You can also view the code online here.


To install this extension, create an 'ExternalData' directory (either by extracting a compressed file or downloading via Git), and place this directory within the main MediaWiki 'extensions' directory. Run composer update in that directory. Then, in the file 'LocalSettings.php', add the following line:

wfLoadExtension( 'ExternalData' );


External Data was created, and is maintained, by Yaron Koren (reachable at yaron57@gmail.com). The overall code base, though, is the work of many people. Alexander Mashin has contributed significantly to the code. Important code contributions have also been made by Michael Dale, David Macdonald, Siebrand Mazeland, Ryan Lane, Chris Wolcott, Jelle Scholtalbers, Kostis Anagnostopoulos, Nick Lindridge, Dan Bolser, Joel Natividad, Scott Linder, Cindy Cicalese, Umherirrender, Anysite, Sahaj Khandelwal and others.
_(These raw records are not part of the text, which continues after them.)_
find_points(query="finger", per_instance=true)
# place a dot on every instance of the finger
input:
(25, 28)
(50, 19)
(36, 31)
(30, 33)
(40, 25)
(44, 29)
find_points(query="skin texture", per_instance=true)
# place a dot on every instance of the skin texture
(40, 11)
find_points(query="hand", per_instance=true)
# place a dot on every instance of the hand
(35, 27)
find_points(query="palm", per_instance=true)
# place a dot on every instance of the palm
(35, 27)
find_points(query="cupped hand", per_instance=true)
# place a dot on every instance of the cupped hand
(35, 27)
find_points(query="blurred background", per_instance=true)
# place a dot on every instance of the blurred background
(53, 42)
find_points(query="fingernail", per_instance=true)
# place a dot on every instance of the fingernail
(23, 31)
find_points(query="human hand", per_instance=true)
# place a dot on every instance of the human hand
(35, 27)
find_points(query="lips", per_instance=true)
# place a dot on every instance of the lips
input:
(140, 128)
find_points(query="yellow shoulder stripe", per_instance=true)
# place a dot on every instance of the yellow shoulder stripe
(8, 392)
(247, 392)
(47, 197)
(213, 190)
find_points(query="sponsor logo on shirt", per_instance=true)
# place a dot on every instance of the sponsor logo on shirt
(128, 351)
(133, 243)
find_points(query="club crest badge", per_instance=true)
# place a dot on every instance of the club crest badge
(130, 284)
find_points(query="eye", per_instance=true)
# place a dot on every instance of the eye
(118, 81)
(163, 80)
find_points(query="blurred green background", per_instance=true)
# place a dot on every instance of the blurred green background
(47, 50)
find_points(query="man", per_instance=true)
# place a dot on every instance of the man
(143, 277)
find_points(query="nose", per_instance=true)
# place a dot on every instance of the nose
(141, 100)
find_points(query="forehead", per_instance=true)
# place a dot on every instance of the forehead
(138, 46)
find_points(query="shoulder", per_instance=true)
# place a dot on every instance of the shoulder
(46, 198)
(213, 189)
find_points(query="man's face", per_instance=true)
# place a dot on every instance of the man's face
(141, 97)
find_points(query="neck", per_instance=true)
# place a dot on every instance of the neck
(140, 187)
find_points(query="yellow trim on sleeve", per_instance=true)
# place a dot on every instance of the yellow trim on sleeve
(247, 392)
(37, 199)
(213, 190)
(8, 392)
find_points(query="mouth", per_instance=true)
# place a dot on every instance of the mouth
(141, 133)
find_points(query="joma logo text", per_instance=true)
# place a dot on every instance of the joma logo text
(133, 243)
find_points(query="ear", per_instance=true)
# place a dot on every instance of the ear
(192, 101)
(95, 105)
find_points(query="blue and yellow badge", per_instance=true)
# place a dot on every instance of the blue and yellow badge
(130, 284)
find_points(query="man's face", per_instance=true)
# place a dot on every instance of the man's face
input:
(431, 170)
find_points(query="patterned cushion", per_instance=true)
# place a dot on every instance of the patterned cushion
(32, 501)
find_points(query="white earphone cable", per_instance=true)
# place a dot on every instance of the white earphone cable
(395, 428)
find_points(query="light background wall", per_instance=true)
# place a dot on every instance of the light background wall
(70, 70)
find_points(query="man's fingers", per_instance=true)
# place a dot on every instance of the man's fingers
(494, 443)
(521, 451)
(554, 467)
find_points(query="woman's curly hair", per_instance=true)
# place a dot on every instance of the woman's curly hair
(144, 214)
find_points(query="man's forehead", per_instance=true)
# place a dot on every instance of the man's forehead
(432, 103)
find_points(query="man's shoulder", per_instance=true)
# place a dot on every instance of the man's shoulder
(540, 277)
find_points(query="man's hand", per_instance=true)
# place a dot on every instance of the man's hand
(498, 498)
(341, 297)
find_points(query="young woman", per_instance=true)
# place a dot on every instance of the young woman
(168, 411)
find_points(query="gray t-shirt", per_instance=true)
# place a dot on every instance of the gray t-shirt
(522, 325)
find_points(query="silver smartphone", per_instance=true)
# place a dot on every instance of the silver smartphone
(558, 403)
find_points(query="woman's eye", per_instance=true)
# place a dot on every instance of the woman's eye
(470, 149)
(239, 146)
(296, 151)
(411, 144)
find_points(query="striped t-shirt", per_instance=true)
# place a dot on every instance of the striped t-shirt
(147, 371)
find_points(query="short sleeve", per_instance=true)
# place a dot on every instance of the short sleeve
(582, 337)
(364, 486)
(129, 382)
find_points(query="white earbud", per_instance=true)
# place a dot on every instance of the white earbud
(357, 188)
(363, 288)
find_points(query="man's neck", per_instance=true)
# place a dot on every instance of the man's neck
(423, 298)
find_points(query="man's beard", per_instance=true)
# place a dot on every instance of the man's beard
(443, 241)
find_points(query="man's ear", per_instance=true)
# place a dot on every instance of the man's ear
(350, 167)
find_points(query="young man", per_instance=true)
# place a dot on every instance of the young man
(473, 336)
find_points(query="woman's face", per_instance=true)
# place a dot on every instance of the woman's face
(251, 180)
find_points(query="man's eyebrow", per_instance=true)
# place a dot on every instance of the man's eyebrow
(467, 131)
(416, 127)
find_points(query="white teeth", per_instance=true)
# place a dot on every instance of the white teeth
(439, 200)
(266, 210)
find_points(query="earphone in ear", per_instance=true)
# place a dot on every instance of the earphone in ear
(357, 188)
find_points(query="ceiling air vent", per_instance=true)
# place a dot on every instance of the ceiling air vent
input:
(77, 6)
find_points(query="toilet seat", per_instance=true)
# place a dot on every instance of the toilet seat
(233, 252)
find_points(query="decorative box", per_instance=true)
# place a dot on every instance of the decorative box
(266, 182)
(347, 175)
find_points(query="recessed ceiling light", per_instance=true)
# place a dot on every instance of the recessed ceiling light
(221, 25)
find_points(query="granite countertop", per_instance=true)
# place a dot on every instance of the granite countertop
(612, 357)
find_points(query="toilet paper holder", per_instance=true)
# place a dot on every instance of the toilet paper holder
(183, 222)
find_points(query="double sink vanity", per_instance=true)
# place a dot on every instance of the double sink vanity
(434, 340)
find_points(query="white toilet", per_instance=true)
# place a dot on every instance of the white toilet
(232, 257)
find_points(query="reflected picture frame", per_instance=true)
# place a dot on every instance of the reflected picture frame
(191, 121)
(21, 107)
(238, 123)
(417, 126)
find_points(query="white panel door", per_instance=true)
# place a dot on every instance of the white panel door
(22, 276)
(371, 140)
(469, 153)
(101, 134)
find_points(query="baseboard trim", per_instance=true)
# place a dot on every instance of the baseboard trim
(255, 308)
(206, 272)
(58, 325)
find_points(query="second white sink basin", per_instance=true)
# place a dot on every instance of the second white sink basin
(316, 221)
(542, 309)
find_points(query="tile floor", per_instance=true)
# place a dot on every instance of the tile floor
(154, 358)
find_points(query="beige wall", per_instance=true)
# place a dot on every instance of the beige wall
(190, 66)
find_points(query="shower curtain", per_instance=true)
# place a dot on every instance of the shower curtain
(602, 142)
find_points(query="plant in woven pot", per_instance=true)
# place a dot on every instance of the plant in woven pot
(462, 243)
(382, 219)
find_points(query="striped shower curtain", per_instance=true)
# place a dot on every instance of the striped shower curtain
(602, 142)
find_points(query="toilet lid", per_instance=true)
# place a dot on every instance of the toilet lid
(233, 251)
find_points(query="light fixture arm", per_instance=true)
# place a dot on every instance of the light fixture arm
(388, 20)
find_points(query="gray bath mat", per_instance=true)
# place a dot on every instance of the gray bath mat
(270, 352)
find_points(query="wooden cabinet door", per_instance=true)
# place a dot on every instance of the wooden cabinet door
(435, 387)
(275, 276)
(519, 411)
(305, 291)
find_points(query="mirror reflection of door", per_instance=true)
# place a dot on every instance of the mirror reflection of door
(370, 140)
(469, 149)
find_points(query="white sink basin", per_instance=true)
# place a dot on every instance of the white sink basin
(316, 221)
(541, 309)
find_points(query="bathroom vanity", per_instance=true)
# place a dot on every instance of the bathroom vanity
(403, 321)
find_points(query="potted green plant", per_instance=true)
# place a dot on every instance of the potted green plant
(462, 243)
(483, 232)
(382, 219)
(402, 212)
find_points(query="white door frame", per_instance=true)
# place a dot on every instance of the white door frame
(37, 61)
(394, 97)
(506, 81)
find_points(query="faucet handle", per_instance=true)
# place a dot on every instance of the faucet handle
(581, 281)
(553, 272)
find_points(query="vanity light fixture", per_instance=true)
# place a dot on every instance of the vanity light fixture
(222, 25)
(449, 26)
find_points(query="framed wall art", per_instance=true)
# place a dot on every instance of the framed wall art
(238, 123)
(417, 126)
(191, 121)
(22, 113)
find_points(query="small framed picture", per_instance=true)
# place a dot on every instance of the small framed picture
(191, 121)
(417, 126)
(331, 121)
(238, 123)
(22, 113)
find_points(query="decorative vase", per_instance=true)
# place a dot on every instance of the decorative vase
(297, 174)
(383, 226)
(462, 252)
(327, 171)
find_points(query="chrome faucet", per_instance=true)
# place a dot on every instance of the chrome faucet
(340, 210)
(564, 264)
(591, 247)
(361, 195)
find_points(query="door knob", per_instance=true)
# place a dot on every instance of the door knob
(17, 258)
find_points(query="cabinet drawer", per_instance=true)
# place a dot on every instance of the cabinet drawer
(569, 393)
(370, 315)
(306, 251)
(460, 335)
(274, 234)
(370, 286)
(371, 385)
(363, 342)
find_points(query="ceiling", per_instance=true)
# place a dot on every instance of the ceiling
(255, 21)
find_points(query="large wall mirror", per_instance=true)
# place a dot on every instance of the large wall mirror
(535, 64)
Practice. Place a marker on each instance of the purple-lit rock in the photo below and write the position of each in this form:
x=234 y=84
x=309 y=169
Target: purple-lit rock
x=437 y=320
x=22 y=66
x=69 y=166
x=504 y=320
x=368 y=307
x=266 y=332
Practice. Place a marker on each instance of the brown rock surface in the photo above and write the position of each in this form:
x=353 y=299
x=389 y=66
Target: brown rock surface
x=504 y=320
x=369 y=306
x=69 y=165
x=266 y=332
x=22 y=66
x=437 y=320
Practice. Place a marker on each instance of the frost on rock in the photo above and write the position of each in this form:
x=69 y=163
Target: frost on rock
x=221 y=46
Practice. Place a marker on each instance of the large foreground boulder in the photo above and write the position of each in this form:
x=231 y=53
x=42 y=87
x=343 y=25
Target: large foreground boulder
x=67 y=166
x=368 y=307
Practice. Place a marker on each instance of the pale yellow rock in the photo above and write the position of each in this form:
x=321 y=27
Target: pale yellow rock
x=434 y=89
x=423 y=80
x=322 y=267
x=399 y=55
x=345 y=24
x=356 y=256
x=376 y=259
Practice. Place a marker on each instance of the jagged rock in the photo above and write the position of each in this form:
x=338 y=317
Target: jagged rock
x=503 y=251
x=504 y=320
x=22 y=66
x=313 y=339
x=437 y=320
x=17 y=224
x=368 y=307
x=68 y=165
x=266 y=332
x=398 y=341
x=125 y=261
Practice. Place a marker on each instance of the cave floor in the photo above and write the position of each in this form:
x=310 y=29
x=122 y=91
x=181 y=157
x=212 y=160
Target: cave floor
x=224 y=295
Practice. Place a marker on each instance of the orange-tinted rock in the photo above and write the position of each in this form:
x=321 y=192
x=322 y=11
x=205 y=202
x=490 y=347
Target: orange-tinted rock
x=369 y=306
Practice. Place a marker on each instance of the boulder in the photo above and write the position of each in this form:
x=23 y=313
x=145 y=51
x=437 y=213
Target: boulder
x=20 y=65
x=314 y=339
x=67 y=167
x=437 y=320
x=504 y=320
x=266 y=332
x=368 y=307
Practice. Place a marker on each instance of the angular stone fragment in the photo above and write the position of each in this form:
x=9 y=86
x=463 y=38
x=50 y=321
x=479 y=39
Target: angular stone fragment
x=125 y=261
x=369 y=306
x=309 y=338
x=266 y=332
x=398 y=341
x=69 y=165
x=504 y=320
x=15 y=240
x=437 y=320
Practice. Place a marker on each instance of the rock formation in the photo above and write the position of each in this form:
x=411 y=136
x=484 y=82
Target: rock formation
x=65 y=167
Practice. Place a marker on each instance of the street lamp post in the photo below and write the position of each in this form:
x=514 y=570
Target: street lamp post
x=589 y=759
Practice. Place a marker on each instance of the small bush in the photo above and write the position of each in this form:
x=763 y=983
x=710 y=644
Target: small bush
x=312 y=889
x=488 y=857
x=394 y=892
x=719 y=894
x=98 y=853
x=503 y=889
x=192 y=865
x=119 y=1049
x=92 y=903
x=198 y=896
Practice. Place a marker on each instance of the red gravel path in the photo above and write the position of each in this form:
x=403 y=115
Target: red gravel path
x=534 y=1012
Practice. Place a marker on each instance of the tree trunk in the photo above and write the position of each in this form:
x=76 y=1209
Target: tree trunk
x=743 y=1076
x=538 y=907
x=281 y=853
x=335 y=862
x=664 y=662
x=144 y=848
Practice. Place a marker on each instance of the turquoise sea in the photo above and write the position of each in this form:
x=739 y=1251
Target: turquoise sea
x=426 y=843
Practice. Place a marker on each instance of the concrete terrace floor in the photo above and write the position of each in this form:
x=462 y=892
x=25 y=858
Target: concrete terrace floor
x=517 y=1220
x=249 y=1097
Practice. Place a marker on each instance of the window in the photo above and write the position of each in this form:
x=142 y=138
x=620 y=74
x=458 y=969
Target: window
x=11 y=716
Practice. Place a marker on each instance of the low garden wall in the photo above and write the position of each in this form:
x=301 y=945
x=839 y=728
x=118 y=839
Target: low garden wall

Development of some features was funded by KeyGene and KDZ – Zentrum für Verwaltungsforschung.

Retrieving data

Data can be retrieved from three different sources: from a web page containing structured data (including a page on the wiki itself), from a database, and from an LDAP server.

#get_web_data - CSV, GFF, JSON, XML, HTML

To get data from a web page that holds structured data, call the parser function #get_web_data. It can take the following syntax:

 url=data source URL
 |format={CSV|CSV with header|GFF|JSON|XML|HTML|text}
 |regex=regular expression
 |data=local_variable_name1=external_variable_name1, etc.
 |filters=external_variable_name1=filter_value1, etc.
 |use xpath
 |use jsonpath
 |json offset=number of characters
 |post data=additional data
 |cache seconds=number of seconds
 |use stale cache
 |suppress error

An explanation of the parameters:

  • |url= - sets the full URL of the file being retrieved.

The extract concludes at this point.